I think a lot of my friends don’t get why I am sometimes so ANGRY, and why I can’t always give well-meaning people the benefit of their well-meaningness.
So I’ll share my trip to the grocery store yesterday with you all, which is a common occurrence (especially in wealthy areas, and this was a Whole Foods in Minnetonka, near I work– not my local Cub in the Hood. Don’t blame the victim, man. I needed some decent gluten-free bread.)
Yesterday, I was having a good day, legwise. I almost didn’t even bring my crutches into the grocery store. I used only one, since my mobility is so variable and might give out halfway, and strode along rather quickly as I was on my lunch hour.
As I came through the doors, an employee saw me and said: “Hey, kiddo!”
I was somewhat surprised as I am a middle-aged solidly sturdy and not-remotely-willowly-girl-like woman with salt-and-pepper hair, but she was older than me and perhaps just jocular. I pushed out of my mind any notion that she was infantalizing me due to my crutch. Don’t be paranoid, I said to myself.
My trip through the grocery store was what it nearly always is: everywhere I go, people back away from me smiling condescendingly, pityingly, or nervously and give me TONS of space to do my thang.
They also apologize. If I am just STANDING next to someone looking at the collard greens while she looks at the kale, she says: “Oh, sorry!” and moves away.
I am sure each and every person was very pleased with how they’d treated the handicapped girl at the store. They always look out for those less fortunate.
This happened, in a very quick visit to the store, at LEAST ten times. Near the gluten-free crackers. Near the yogurt. Near the frozen vegetables. At the lunch buffet line.
I found myself smiling very hard and taking deep, cleansing breaths. When a man asked me if he could help me find something I nearly snapped at him until I realized I was looking lost, and so I let him help me find the hummus. (That dude was only doing his job and wasn’t being disablist in the least, btw.)
I bought my stuff; I walked briskly and without any difficulty through the doors and out to my car. I had one crutch supporting my left arm and I carried a very small paper sack in my right hand. I was moving fluidly and easily toward my car.
Ms. ‘Kiddo’ was on her way in.
“You need any help?” she asked the clearly not-struggling woman.

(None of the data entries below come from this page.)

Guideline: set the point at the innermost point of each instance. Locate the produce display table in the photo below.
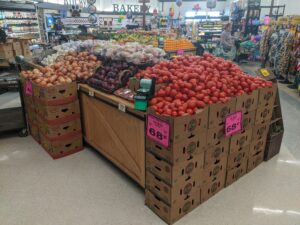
(114, 128)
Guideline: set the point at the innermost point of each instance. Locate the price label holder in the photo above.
(264, 72)
(28, 88)
(122, 107)
(233, 123)
(158, 130)
(180, 52)
(91, 93)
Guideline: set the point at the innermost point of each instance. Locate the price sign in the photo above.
(122, 107)
(180, 52)
(158, 130)
(265, 72)
(28, 88)
(233, 123)
(91, 93)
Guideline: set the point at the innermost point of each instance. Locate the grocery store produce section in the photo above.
(183, 128)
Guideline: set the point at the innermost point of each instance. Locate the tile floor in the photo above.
(86, 189)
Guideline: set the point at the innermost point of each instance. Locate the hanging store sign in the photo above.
(80, 3)
(130, 8)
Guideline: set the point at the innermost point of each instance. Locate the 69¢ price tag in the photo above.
(233, 123)
(158, 130)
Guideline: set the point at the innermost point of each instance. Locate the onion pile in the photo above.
(73, 66)
(112, 76)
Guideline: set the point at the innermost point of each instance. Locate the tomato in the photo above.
(180, 113)
(192, 104)
(153, 101)
(160, 104)
(206, 99)
(210, 84)
(222, 95)
(173, 93)
(168, 99)
(191, 94)
(184, 97)
(190, 111)
(174, 113)
(214, 99)
(200, 104)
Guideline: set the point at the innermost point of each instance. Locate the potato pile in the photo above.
(73, 66)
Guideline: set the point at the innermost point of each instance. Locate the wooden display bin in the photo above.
(115, 129)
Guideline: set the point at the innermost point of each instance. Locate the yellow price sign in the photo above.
(265, 72)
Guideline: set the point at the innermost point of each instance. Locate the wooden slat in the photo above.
(117, 135)
(115, 100)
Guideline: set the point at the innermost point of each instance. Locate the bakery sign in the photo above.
(80, 3)
(130, 8)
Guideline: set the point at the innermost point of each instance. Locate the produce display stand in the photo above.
(191, 51)
(114, 128)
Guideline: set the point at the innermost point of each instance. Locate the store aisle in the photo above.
(85, 189)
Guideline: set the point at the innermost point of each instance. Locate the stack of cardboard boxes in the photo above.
(173, 172)
(6, 54)
(200, 159)
(12, 48)
(53, 116)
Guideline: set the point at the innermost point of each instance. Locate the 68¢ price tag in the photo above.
(233, 123)
(158, 130)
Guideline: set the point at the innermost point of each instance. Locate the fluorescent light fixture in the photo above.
(293, 212)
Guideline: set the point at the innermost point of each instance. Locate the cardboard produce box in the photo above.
(255, 160)
(247, 103)
(211, 188)
(236, 173)
(62, 130)
(17, 48)
(214, 172)
(267, 96)
(215, 136)
(177, 173)
(171, 195)
(171, 214)
(6, 51)
(4, 63)
(248, 120)
(183, 127)
(34, 131)
(60, 113)
(55, 95)
(216, 153)
(63, 147)
(258, 145)
(240, 140)
(263, 115)
(16, 45)
(238, 157)
(179, 151)
(31, 114)
(260, 131)
(219, 111)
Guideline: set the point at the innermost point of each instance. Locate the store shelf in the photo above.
(18, 32)
(18, 19)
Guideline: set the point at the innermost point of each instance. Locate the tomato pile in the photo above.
(193, 82)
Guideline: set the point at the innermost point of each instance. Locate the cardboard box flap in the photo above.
(170, 194)
(219, 111)
(246, 102)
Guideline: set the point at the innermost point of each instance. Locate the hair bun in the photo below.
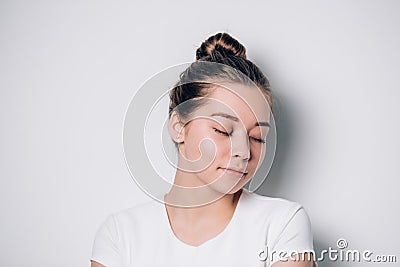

AGAIN I thought: “This is Whole Foods, where customers are so bent under the weight of their own wealth that they often cannot manage their own bags. She is just doing her job,” so I mustered all the strength and good will I had left and I smiled a nice, warm smile and said: “I’m good! Thanks, though!”
I put extra effort into sounding genuine.
She put her hands up as if I had just shouted HOW DARE YOU MADAM and says: “I was just asking! You’re doing GREAT. But I just thought I’d ask.”
She used her Very Special Voice. That voice that makes me and every other disabled person for miles around want to stab people in their vocal cords.
You guys, I was doing great! She was super impressed by how I managed to walk with seemingly very little impairment if any toward my car while carrying four pounds of groceries.
I WAS DOING GREAT.
I stopped. I took a deep breath. She whisked by me, radiating smug confidence that she just brightened someone’s day a little by complimenting their walking and carrying abilities and I stopped.
Did I have time to educate her?
Did I care about educating her?
How late would this make me for work?
I sighed and I got in the car. I drove back to work. No one at work held open the door for me, but if they had, how do you think I might have reacted?